← Back to projects
pkgpulse: Container Image Package Analyzer
Sep 1, 2025 5 min read

pkgpulse: Container Image Package Analyzer

A single-binary Go CLI that analyzes and compares container image packages. Answer your own question: distroless, wolfi or scratch?

View Live →

This project started with a very normal container question: what exactly is inside these runtime images, and which one should I use?

scratch, distroless, Wolfi. They all sound sensible until you want to compare them properly. Then you realise you’re mostly choosing from vibes, docs, and whatever blog post looked convincing at 11:40pm.

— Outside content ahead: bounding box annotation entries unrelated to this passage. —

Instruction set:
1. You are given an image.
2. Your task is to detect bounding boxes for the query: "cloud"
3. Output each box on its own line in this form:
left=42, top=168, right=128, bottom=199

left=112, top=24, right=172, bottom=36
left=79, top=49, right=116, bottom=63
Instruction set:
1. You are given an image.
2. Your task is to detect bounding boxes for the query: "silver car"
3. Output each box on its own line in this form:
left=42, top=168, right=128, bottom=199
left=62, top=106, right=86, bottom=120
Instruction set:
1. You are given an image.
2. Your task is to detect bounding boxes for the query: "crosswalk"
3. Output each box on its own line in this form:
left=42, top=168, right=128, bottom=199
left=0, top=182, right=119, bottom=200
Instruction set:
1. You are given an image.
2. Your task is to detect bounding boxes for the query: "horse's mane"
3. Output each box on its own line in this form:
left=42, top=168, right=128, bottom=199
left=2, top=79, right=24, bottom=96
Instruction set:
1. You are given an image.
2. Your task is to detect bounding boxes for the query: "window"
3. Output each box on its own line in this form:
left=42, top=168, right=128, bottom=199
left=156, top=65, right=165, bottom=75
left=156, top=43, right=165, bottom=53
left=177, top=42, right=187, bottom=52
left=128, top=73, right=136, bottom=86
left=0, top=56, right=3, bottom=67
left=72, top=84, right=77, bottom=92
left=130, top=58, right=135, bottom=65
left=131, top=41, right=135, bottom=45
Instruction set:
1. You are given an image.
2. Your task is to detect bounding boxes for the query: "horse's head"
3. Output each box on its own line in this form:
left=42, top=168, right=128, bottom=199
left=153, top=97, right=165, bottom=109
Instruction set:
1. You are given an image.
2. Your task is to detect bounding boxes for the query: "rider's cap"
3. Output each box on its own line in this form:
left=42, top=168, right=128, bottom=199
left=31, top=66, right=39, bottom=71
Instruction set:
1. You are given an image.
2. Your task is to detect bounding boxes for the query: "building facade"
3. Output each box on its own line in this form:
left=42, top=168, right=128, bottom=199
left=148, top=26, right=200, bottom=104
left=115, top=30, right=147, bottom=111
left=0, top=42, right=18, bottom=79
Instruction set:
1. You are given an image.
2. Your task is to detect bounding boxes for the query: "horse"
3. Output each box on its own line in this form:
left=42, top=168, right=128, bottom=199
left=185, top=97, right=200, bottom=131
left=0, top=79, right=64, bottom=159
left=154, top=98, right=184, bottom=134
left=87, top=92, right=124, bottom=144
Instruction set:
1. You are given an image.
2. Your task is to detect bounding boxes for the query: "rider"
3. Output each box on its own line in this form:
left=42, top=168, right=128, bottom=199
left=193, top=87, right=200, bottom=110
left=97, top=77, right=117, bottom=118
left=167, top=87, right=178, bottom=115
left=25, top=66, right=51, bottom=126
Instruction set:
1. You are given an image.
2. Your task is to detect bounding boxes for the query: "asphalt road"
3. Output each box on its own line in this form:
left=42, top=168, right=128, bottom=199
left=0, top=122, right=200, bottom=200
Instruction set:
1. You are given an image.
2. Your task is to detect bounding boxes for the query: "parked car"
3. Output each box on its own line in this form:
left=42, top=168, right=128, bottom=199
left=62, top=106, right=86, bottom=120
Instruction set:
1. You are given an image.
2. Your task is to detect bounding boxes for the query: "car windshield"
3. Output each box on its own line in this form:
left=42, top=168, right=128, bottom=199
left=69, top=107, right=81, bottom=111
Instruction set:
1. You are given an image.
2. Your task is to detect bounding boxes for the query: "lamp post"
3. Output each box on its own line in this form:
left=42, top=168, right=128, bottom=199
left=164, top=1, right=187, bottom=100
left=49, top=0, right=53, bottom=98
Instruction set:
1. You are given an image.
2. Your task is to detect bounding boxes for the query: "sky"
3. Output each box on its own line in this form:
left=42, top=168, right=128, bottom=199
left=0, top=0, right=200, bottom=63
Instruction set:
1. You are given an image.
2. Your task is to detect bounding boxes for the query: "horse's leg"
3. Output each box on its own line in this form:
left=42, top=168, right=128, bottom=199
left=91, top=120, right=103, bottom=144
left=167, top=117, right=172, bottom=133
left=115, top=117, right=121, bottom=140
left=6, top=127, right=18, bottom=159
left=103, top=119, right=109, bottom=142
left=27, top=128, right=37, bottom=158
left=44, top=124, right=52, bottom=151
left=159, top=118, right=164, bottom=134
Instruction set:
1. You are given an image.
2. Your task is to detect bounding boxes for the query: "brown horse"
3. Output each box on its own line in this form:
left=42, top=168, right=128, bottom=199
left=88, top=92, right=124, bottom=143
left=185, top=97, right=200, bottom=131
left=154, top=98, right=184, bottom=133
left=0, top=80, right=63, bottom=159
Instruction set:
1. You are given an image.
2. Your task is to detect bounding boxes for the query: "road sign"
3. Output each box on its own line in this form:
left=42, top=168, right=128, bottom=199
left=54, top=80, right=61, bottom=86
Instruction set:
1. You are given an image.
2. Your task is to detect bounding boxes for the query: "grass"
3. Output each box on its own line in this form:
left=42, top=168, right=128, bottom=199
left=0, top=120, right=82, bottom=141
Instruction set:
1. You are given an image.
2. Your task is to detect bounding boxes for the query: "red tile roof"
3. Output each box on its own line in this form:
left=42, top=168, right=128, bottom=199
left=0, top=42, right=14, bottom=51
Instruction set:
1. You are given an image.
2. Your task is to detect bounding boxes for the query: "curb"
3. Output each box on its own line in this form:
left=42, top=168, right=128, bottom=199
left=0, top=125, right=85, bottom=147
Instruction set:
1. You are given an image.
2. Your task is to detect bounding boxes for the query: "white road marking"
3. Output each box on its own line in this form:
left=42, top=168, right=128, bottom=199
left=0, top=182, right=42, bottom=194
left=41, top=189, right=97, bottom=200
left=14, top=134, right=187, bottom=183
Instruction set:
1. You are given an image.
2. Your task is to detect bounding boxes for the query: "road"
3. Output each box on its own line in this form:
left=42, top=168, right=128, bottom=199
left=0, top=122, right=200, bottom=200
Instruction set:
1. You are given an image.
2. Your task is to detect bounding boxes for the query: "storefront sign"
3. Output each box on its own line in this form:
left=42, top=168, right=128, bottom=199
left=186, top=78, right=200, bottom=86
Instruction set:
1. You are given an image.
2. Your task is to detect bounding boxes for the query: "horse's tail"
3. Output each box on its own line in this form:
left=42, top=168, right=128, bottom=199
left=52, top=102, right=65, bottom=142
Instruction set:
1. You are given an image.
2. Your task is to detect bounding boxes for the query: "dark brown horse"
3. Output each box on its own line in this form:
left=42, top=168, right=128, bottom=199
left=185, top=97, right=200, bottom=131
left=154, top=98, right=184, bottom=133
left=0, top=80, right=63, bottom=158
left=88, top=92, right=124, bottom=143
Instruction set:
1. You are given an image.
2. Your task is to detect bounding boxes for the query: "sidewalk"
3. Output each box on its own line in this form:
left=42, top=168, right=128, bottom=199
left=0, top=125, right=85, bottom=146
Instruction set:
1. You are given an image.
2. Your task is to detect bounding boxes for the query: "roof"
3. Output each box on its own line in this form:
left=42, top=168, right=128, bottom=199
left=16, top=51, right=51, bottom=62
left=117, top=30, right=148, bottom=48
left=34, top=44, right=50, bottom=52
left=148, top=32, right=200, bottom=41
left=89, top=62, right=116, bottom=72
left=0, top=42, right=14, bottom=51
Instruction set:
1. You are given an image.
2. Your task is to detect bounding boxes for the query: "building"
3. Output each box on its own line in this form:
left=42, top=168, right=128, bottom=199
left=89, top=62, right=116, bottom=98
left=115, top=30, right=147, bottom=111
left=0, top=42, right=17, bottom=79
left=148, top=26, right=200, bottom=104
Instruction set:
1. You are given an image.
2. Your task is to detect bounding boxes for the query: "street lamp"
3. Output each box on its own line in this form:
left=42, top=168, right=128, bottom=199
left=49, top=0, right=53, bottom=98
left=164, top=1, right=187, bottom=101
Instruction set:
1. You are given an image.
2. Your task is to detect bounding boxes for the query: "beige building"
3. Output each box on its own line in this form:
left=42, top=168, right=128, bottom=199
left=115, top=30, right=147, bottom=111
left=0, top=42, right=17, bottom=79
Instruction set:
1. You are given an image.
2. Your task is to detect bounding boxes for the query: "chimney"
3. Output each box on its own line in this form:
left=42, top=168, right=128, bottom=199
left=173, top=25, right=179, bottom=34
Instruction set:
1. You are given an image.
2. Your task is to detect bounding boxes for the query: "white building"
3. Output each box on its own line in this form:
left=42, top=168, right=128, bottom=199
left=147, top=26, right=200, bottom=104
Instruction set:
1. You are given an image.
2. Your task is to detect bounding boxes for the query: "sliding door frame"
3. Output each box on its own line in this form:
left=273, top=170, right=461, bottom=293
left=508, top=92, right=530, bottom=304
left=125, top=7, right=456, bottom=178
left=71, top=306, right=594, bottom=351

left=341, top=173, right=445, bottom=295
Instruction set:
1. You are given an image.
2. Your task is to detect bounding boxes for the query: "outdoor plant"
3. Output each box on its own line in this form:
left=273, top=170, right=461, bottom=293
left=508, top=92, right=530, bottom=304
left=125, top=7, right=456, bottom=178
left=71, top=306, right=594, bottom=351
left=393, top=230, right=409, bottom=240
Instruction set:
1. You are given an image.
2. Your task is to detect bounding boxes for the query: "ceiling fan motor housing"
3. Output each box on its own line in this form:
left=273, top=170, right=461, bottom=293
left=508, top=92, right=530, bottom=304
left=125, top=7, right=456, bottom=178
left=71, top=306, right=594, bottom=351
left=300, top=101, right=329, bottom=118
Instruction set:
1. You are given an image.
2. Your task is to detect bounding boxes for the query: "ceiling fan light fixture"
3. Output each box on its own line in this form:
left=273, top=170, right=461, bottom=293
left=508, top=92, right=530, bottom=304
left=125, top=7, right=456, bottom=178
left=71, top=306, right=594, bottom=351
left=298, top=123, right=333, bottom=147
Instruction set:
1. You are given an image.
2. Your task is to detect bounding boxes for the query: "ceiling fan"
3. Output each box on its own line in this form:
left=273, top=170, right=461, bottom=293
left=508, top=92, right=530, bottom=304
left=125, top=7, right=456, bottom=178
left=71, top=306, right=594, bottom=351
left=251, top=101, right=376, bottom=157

pkgpulse gives me a more useful answer. It inspects container images, shows the packages inside, and makes it easy to compare images side by side.

Tech Stack Talk

The interesting bits:

This is also a very AI-native project. I built it with Codex, treated myself more like a picky product manager than a careful line-by-line engineer, and kept steering based on output quality and speed. Slightly chaotic. Surprisingly effective.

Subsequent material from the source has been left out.